This is a story that is steeped in mystery. Heck, even the title Arkham City: The Order of the World seems to hold some secrets. You’re dropped into a world that has been upended, it’s difficult to know if you can trust anyone, and there’s something going on that nobody seems to understand.
The lead character in this story is Dr. Joy, the only remaining psychologist left after A-Day. The story opens with her in a little girl’s bedroom with captions torn from her journal. Underneath the bed isn’t a monster — it’s Ratcatcher. There’s a struggle, but soon they subdue him and we learn Dr. Joy is working with the police to capture any remaining Arkham Asylum inmates yet to be recaptured. In a key moment, Dr. Joy says out loud he couldn’t have eaten the girl, unaware the little girl is listening. From that detail, Watters sets in motion a mystery of sorts as we attempt to understand Dr. Joy’s actions in the story.
There are other mysteries afoot too, like why Joker let her live since he never does anything by mistake, or how Dr. Joy and the Gotham police are finding villains like Mad Hatter and Professor Pyg. There is also the notion of who — or maybe even what — the Ten-Eyed Man is as they are introduced as a major player midway through the story. Something is going on in Gotham, a mystery that feels layered and complex, making this story immediately feel like a soon-to-be classic similar to Batman: Long Halloween.

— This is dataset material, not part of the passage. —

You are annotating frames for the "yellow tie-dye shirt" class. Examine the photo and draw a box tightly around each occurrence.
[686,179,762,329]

That vibe is largely due to the art by Dani and color artist Dave Stewart, who give this book a moody, atmospheric, and unique look unlike the hyper-detailed superhero look Gotham is usually rendered under. There’s nothing like this out in comic shops and the visuals lead the way to help convey that.
There are striking moments in the book in part due to Dani’s stripped-down style which can make the Ten-Eyed Man even more disturbing as he’s practically a blotch of orange tights and a scary mask. Similarly, the destruction left behind by a villain of a burned-out body is disturbed with a striking red to convey the burned skin. Colors can be striking with only a silhouette of pipes, for example, cast in a bluish-gray to convey the darkness and disturbing moment.
Don’t expect Batman to show up, as this is not his story. While it’s nice to see a story stand on its own legs without a superhero, there does require some buy-in from the reader that casual superhero fans may not have. The entry point is for readers seeking a story set in the muck of Gotham that aims to explore the types of villains who are lesser known and hold potential to be explored further.
Arkham City: The Order of the World is the kind of story you read around a campfire to give you the chills. There’s an edge to it that only comes around every few years at DC Comics, showcasing the oddities of Gotham in a way that feels ethereal and pure, but its focus is the muck and disturbed nature of the people that come from it. Arkham City is a story that is filled with mystery and unease that Batman: The Long Halloween fans will gobble up with delight.